La CJCE accusée d’outrepasser son rôle

Jeremy Smith, secrétaire général du conseil des communes et des régions d’Europe, ainsi que Rainer Plassmann, secrétaire général du CEEP, ont eux aussi critiqué sans ambages la position dogmatique des juges européens sur le PPP institutionnalisé : « les interprétations de la CJCE posent un problème majeur. La cour joue un rôle idéologique qui ne va que dans un sens. Elle n’est plus neutre ! », regrette Jeremy Smith, qui poursuit : « la CJCE en vient à interpréter les Traités et à réglementer le droit ». Abondant dans son sens, Rainer Plassmann déplore que la cour européenne de justice fasse « tout le travail, ce qui n’est pas son rôle ». Pour le représentant du CEEP, « le système d’autogestion [ndlr : gestion directe en France] se voit peu à peu vidé de sa substance. Or, on ne peut pas faire que des adjudications et des appels d’offres », a-t-il dénoncé. « Nous avons besoin de règles concernant le concept in house et ce n’est pas à la Cour de commencer à inventer des règles dans ce domaine. C’est à la Commission européenne de légiférer sur ce sujet », s’est exclamé Rainer Plassmann.

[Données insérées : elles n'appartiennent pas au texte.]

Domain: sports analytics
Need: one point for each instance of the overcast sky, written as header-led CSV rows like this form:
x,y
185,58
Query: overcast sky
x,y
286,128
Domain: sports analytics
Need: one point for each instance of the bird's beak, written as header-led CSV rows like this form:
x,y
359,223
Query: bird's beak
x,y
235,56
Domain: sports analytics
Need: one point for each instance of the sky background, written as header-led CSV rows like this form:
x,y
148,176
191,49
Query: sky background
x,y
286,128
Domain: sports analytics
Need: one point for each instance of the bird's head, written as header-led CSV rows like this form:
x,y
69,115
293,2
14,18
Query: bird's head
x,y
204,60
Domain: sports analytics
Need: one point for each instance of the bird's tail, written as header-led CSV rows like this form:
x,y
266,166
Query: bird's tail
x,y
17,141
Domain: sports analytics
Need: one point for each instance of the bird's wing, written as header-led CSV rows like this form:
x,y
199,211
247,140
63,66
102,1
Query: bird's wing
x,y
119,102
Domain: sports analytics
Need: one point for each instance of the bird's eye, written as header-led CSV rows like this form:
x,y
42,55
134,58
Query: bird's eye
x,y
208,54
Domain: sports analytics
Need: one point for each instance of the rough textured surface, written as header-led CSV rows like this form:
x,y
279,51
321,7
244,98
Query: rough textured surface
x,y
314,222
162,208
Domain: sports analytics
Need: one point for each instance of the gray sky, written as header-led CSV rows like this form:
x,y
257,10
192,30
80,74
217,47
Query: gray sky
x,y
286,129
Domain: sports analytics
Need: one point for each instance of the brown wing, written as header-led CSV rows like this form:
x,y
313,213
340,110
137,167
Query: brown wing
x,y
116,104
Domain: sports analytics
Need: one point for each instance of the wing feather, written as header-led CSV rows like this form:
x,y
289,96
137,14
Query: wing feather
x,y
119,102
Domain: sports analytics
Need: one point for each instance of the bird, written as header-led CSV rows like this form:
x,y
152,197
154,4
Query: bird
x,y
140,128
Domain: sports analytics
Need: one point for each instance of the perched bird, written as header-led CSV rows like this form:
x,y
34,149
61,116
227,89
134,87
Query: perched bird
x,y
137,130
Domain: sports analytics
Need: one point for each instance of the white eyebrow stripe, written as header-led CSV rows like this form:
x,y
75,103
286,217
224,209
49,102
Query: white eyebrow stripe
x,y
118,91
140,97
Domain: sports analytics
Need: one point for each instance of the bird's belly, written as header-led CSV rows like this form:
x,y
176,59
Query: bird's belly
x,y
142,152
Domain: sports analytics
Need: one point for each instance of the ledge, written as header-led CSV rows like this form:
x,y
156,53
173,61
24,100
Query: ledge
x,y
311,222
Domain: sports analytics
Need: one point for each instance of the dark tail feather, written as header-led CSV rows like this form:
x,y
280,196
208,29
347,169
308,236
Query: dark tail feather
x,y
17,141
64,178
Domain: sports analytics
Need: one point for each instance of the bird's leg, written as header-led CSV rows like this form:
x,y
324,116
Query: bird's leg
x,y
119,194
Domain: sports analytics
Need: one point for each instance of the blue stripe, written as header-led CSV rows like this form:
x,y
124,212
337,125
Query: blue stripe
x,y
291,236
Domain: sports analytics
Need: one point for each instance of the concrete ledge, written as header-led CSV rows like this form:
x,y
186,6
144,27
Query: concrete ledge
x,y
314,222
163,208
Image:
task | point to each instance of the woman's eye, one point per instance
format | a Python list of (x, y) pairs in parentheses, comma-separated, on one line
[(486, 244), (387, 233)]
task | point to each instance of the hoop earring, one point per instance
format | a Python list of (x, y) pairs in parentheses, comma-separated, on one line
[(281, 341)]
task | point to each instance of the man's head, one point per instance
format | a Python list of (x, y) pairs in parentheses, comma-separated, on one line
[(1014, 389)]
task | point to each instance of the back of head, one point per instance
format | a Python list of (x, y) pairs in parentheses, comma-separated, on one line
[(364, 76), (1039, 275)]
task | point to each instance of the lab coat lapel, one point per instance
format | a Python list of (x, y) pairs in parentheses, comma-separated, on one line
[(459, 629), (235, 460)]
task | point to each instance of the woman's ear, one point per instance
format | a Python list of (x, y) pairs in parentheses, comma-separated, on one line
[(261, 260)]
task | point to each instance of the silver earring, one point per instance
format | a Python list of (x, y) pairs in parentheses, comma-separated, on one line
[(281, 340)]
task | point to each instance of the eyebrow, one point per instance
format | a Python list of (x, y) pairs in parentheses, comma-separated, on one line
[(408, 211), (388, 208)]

La contribution du Parlement au livre vert sur le PPP toujours attendue

Présent aux débats, Florian Ermacora, membre de la direction générale marché intérieure de la Commission européenne, s’accorde à dire que les concessions et les PPP institutionnalisés manquent effectivement de sécurité juridique et que ce n’est pas aux juges de la CJCE, mais au législateur et au parlement, de prendre les initiatives adéquates en la matière. Mais, s’est-il empressé d’ajouter, c’est aux parlementaires européens, au conseil, au comité économique et social et au comité des régions de faire connaître leurs points de vue sur ces questions : « A vous de nous envoyer vos contributions ! », s’est-il exclamé. Et de rappeler que Bruxelles attend toujours la contribution du parlement sur son livre vert sur les PPP… De fait, comme l’a expliqué Gilles Savary, il y a en ce moment un gros conflit de compétences sur ce sujet, entre la commission du marché intérieur et la commission économique et monétaire du parlement, si bien qu’aucun avis n’a été rendu pour l’instant. « Nous allons œuvrer pour débloquer la situation et pousser le parlement à rendre son avis sur le livre vert », a indiqué le député européen. « Il ne faut pas trop tirer sur la commission ! », s’est hâté d’ajouter Florian Ermacora. Lors de l’élaboration des directives sur la passation des marchés publics, le législateur n’avait pu dégager de compromis sur les relations « in house ». Ce qui explique pourquoi la CJCE a été amenée à se prononcer sur les critères définissant ce concept. « On va essayer de reparler du sujet dans le cadre de la future communication interprétative sur les entités mixtes, prévue pour novembre 2006 », a promis le fonctionnaire européen.

Sandrine Dyckmans © achatpublic.com, le 02/12/2005

(1) Lire l’article : « PPP : Bruxelles présente ses options politiques en écho au livre vert » : http://www.achatpublic.com/news/2005/11/3/AchatPublicBreveALaUne.2005-11-18.3817

(2) L’arrêt Teckal du 18 novembre 1999 (C-107/98) définit la relation « in house » selon les critères suivants : la collectivité locale doit exercer sur l’organisme tiers un contrôle similaire à celui qu’elle exerce sur ses propres services. Parallèlement, l’entité en question doit réaliser l’essentiel de ses activités avec la collectivité.

L’arrêt Stadt Halle du 11 janvier 2005 (C-26/03) confirme que les directives marchés publics s’appliquent à toute entité travaillant avec des autorités publiques dès lors qu’elle compte dans son capital des actionnaires privés.

L’arrêt Parking Brixen, du 13 octobre 2005 (C-458/03), interdit d’attribuer à une entreprise communale une convention de concession de gré à gré dès lors que l’autorité publique n’exerce pas sur cette entreprise un contrôle analogue à celui qu’elle exerce sur ses propres services.